Dr, Woodson, the second Black American to receive a Ph.D. from Harvard University, also became a proponent of the New Negro Movement. In 1915, in coordination with the prominent Black minister and Washington, D.C. community leader, Jesse E. Moorland, he founded the Association for the Study of Negro Life and History. The organization’s primary purpose was to research and promote achievements by Blacks in America and Africans on the continent. The organization’s findings were published in the Journal of Negro History with Dr. Woodson as the editor. These studies served as a counter to the negative portrayal of the Black in white literature and, at that time, accompanied with the release of the racist movie Birth of a Nation, that had an official showing in the Woodrow Wilson’s White House in 1915.

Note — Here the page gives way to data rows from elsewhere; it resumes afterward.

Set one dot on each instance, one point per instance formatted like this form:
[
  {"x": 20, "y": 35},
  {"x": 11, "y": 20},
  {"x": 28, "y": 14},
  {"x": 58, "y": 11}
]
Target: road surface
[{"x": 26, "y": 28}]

Dr. Woodson’s basic premise for his research was that no other race of people should be in control of the education of another race’s children, and this was especially true in the United States. He constantly pointed out, without fear of reprisal, the negative images that Black children received in their education. He wrote, “To handicap a student by teaching him that his Black face is a curse and that his struggle to change is hopeless is the worst sort of lynching.”
As he observed this continued debasement of his race and the exposure of the children to this psychological abuse, he introduced Black History Week. In defense of his claim of recognition for that week he wrote, “If a race has no history, it has no worthwhile tradition, it becomes a negligible factor in the thought of the world, and it stands in danger of being exterminated.”
The response was overwhelmingly positive and the years that followed witnessed the growth of the celebration all over the country. Negro history clubs became popular and teachers began to acknowledge its importance and stress Black heroes and accomplishments, specifically during that week.
In February 1969, at the height of the Black is Beautiful Movement, Black students at Kent State University insisted that the week should be stretched to the entire month. The next year those students did extend it from one week to two months, January 2 to February 28. Other entities began to celebrate not two months, but the entire month of February. Finally, in 1976, President Gerald Ford endorsed February as the official national Black History Month, and it is now recognized and celebrated as a time to acknowledge the great contributions the Black race in America has made to the world civilization.